Instantly, the mother turned to her daughter and asked, “Did Papa say something?” and the daughter replied, “I am sure he must have”. How I wish the father and husband had been present to hear that! A telling commentary indeed. Then the mother began to apologize for her husband’s behavior and she was so pleasant that everyone effectively forgave her for his boorishness, after which the journey was very pleasant and companionable. The thirty six hours passed without a moment of boredom with everyone sharing food and conversation. Did I say that it was a women’s compartment? It was, and though diverse, the group chattered away happily, discussing family matters and public affairs alike without reservation. Seeing that I had brought no food with me and in the absence of anything being available on the train, the other passengers were concerned and offered to share what they had brought, but I wriggled out of that by claiming to be fasting. But a Bengali girl traveling alone would have none of that and persuaded me to eat some Sandesh at least. My reluctance to eat strange food on trains is a tale to be told on another day.

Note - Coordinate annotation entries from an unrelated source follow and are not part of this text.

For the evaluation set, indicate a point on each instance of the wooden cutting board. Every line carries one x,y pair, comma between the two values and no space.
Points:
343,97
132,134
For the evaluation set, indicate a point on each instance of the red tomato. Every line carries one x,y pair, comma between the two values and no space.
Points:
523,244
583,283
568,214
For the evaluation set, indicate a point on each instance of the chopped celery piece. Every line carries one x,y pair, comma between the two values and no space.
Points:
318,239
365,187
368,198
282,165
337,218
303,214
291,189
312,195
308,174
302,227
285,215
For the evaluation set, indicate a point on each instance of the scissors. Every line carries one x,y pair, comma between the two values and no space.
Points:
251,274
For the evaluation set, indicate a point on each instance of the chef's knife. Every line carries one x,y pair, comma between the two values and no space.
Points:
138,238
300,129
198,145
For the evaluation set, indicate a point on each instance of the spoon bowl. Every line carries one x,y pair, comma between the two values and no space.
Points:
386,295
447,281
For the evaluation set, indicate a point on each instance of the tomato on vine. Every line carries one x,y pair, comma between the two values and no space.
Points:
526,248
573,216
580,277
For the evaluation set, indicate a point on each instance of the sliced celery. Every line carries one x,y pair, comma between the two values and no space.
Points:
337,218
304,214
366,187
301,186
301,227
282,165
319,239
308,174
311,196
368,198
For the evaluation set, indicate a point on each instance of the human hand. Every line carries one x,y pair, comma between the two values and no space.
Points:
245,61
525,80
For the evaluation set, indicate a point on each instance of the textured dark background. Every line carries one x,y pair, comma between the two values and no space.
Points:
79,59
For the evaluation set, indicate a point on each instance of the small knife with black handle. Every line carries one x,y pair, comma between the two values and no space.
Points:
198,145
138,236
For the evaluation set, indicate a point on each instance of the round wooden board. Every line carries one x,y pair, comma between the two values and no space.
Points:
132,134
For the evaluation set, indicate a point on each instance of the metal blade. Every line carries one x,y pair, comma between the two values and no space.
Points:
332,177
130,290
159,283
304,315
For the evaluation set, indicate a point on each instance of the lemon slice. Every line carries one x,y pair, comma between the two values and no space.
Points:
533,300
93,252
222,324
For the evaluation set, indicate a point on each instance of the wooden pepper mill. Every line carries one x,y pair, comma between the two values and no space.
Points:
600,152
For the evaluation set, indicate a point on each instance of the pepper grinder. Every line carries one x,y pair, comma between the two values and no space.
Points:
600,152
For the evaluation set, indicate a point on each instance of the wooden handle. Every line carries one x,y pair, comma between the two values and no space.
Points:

The Bengali girl came home with me at the end of the journey, which is another story. She was in her late twenties, and seemed an ingenue. On her way to an interview for a teacher’s job in Hyderabad, she was banking on finding dormitory accommodation in the railway station which I knew would be quite impossible. Her only alternative was to stay in a cheap lodge outside the the station, which made me fearful for her safety. She was naive and did not seem to realize the dangers facing her in a strange city late at night in the seedy area around the railway station. She had never been outside Bengal I think, or even outside Calcutta. In all conscience I could not leave her to it and walk away, so she came home with me trustingly that night. I was appalled that she was innocent enough even to trust me, a stranger. She spent the next two days in our house and I learnt that she and her widowed mother had been abandoned to their own devices by her married elder brother, and were both living in genteel poverty on her small salary as a teacher. I still worry about her, truth to tell, and can only hope that somehow things went right for her later.
S, who was only six at the time, happily came running out to greet me, and ran back in just as quickly, shocked that a strange woman got out of the auto-rickshaw instead of me. He was too shocked to look inside the rickshaw as I waited to get out.
To go back to the title, what I learnt on that journey was that rudeness can poison the well of relationships and I vowed that I would never be rude to anyone. It is all right to argue, even fight, because then you are both on equal terms, but when you are rude, you are belittling a person, who will have no answer.